In 1947, at the age of 30, he sank everything into Los Angeles Air Service, a small charter business that cost him $60,000. Californians were just awakening to the allure of Las Vegas, and Kirk hit it big by, shuttling celebrities, high rollers, elopers, and the occasional mobster to the 24-hour wedding chapels and casinos. He renamed the company Trans International Airlines, turning it into the first U.S. charter service with its own jet. He took it public in 1965. Armenian-Americans knew of Kerkorian and bought his stock. It rose from a low of $9.75 to a high of $32. “It brought the stock up to begin with, and then our earnings were great, too, and it kept going up until we sold to TransAmerica,” says Kerkorian. In 1968 he sold out to the TransAmerica Corporation. In that 1968 deal, Kerkorian received about $85 million worth of stock in the TransAmerica conglomerate, making him its biggest shareholder.

In 1992 Kerkorian started MGM Grand Air, a super luxury airline that only flew LA-NY flights. Timing was bad as the extended recession caused the close of this airline in 1994.

In 1962 he started buying real estate in Vegas, earning a fortune renting his land to casinos. He built the International Hotel in 1967 (at the time it opened it was the world’s biggest hotel), before selling his airline in 1968 and buying the strip’s first major casino, The Flamingo.

Not content with just real estate, casinos and hotels, he also acquired MGM Studios in Hollywood in 1969. Then under the MGM banner he built the even bigger MGM Grand in Las Vegas, which was the world’s biggest hotel when it opened in 1973.

In 1980 the MGM Grand caught fire, killing 87 people. Kerkorian had been on the verge of selling the hotel before the fire, but rebuilt it before selling it in 1986.
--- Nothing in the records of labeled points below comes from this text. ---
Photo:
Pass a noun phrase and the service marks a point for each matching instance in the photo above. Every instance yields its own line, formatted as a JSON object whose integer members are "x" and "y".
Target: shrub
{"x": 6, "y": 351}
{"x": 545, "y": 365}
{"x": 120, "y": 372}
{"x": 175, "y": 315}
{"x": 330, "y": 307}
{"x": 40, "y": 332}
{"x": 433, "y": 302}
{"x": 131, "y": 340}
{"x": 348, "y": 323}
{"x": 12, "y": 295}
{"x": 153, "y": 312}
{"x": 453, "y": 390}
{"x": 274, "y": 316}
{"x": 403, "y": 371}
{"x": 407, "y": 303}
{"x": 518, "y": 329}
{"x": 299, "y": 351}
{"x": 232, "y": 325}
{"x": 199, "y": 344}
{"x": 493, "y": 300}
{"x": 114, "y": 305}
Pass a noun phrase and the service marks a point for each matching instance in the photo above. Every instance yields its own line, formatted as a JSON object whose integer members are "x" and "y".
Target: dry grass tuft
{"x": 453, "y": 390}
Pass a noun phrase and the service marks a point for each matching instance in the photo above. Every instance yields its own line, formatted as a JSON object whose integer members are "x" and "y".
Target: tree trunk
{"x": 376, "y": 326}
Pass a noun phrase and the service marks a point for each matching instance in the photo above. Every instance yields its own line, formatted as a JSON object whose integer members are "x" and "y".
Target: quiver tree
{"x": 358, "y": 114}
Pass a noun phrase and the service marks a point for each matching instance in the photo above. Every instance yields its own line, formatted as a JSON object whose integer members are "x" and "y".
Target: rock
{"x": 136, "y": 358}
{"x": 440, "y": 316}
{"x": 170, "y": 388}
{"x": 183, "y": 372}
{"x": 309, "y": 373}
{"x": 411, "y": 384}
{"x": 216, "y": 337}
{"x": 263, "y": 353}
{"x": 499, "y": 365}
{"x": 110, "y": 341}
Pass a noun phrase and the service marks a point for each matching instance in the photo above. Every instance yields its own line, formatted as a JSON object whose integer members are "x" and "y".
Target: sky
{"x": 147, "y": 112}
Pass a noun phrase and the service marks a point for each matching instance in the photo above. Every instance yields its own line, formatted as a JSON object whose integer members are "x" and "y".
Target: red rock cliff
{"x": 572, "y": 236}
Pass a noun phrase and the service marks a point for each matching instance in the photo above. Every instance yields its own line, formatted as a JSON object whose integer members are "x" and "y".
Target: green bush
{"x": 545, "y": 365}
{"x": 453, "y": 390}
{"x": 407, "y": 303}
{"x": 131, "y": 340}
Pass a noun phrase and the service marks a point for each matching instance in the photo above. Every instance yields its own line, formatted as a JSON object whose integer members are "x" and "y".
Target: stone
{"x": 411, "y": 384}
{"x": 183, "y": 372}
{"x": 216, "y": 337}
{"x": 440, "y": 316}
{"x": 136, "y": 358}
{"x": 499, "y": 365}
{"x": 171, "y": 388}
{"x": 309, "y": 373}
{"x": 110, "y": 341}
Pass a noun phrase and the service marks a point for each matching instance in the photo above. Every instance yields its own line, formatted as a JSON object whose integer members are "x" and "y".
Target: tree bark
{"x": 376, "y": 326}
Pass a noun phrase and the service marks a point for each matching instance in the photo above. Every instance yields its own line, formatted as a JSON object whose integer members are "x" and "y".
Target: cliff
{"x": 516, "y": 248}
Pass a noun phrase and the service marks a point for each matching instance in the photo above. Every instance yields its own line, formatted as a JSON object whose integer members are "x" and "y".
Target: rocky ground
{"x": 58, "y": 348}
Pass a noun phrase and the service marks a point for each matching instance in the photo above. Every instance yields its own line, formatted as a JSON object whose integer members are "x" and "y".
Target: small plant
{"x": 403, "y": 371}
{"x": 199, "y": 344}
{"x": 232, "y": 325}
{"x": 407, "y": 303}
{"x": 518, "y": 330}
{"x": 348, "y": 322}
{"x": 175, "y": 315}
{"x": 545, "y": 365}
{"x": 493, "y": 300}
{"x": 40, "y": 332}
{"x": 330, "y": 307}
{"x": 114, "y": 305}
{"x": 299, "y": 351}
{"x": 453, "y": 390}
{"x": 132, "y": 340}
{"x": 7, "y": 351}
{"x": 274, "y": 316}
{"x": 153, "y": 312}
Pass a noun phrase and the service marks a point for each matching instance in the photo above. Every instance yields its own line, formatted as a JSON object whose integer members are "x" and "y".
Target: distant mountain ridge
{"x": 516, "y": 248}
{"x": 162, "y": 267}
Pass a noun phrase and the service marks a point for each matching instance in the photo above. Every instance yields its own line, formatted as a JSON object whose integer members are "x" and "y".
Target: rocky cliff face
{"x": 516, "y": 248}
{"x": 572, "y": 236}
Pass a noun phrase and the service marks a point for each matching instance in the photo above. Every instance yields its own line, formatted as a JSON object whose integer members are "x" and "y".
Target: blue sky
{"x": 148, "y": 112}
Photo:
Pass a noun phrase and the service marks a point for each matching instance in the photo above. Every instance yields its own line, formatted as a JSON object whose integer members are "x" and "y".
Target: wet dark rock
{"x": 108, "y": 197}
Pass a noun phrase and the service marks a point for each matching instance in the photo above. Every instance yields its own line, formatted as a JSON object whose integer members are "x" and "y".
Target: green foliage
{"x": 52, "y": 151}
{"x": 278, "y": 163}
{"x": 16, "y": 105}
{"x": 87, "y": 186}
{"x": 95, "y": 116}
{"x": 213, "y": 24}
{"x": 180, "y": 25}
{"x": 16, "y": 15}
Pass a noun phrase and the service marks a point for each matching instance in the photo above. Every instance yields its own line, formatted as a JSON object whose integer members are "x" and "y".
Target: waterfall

 He also made attempts to enter the automotive industry in the ’90s, buying into Chrysler, General Motors and Ford at various times, but never becoming a major player.
Kerkorian became a national hero in Armenia both for his success and for his donations for roads, schools and other infrastructure.

Kerkorian’s benevolent activities in Armenia began after a catastrophic 1988 earthquake that devastated northern regions of what was then a Soviet republic. He provided medical and other suppliers to survivors of the calamity that killed some 25,000 people.

Through his Lincy Foundation charity, Kerkorian went on to cover half of the cost of an 80-kilometer highway connecting Armenia to Karabakh. The mountainous road was completed in 1998 four years after a Russian-mediated truce stopped a bloody Armenian-Azerbaijani war for the disputed territory. It has since served as Karabakh’s main transport link to the outside world.

Kerkorian visited Armenia for the first time later in 1998. Over the next decade Lincy financed more than $200 million worth of infrastructure projects in his ancestral homeland, making Kerkorian its number one Diaspora benefactor.

Kerkorian shut down Lincy and transferred its assets to the UCLA university in California in 2011. The university set up a special fund to support Armenian schools and other education programs of the Armenian-American community.

Kerkorian’s last Armenian-related project was his decision to fund a film about the 1915 Armenian Genocide in Ottoman Turkey. The film titled “The Promise” hit theatres in April 2017.

Kirk Kerkorian passed away on June 16, 2015 aged 98.